Blog tour: Watching the Wheels by Stephen Anthony Brotherton

Watching the Wheels

This post is part of a blog tour organised by Random Things Blog Tours. I received a free copy of the book in return for an honest review.

‘Exposed. Vulnerable. Isolated.

‘A collection of short stories – a killer created from abuse, a teenager in search of answers from his older brother who committed suicide ten years earlier, a woman trapped in a persistent vegetative state, a ghost hunter afraid of ghosts, a bullied police officer, a man in a care home wanting a great adventure, and other fractured human beings looking for answers, trying to survive.

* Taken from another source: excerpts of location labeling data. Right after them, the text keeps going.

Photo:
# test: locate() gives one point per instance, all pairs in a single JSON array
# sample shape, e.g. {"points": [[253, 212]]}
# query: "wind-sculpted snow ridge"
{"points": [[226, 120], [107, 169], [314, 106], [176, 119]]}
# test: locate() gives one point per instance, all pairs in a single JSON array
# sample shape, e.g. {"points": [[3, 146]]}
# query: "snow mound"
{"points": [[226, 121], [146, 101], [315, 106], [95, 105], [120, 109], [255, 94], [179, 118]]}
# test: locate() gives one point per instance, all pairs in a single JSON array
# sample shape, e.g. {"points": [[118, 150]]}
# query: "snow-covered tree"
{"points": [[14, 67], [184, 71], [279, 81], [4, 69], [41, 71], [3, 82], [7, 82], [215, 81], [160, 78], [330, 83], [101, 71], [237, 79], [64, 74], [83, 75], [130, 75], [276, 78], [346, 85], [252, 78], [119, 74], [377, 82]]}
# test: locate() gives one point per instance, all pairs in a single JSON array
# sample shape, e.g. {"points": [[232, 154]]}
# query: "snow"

‘What would you do in their place?’

Watching the Wheels

Many people who have been in my orbit over the past few months will know I’ve gone wild for short stories - both writing them myself, and reading them in order to be inspired, further my knowledge of the form, and, most importantly, for enjoyment.

Watching the Wheels, by Stephen Anthony Brotherton, is a collection I’m more than happy to add to my expanding short fiction shelf.

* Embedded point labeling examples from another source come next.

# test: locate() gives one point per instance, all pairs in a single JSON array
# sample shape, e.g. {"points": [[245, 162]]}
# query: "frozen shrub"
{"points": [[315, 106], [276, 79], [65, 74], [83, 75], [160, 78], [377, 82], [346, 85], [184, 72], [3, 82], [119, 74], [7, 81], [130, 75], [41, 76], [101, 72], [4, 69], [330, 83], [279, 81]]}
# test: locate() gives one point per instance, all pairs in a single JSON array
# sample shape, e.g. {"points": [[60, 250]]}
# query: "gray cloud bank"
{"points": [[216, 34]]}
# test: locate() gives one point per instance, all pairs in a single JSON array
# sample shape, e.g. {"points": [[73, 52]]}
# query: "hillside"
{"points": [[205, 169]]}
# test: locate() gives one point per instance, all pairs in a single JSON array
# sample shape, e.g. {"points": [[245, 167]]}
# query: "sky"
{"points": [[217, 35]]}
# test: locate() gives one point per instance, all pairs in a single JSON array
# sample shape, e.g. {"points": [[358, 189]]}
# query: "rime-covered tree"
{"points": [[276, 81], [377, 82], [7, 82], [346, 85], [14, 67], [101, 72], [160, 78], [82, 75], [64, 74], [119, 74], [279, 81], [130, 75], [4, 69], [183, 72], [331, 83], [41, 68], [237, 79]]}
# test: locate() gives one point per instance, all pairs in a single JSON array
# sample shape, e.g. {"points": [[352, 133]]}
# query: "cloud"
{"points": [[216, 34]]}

I was particularly struck by the variety of settings and characters I encountered in this book. With protagonists ranging from children to the elderly, and places encompassing ordinary flats and houses, care and nursing homes and hospitals, boats, and more besides, Brotherton’s stories are richly imaginative and command your attention throughout.

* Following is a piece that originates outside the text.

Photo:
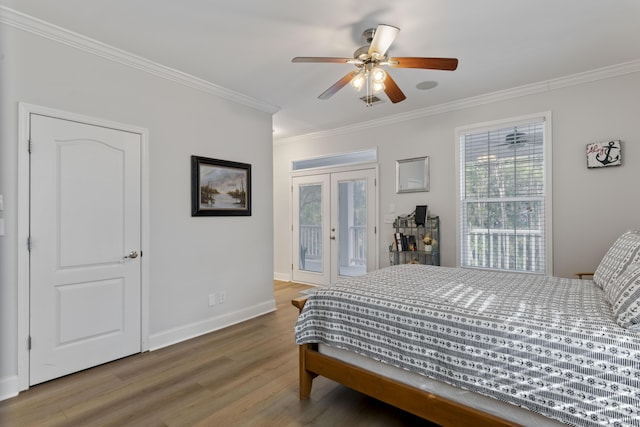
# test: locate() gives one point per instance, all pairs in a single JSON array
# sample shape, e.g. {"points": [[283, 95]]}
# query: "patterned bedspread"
{"points": [[546, 344]]}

The author isn’t constrained by genre either: several stories include supernatural elements, some stories involve crime, and different time periods are covered too, from 1848 to the present day. Even so, he skilfully ties the disparate stories together with shared characteristics and themes, binding them into a cohesive whole.

As the blurb suggests, the stories’ main characters are united by their status as fractured outsiders due to, for example, their age, their experiences of loss and ostracism, and/or their proximity to death. There’s a curious woman in red pixie boots who pops up in a few stories, sometimes in the role of a kind of guardian angel, and a few names that are re-used, too.

The standout themes for me - which the woman/angel ties into - are imminent death, bereavement, and the supernatural. Characters struggling with the death of loved ones find themselves reconnecting with the deceased; characters nearing the end of their lives take stock and have intriguing experiences; older people demonstrate that they’re not dried-up old sticks.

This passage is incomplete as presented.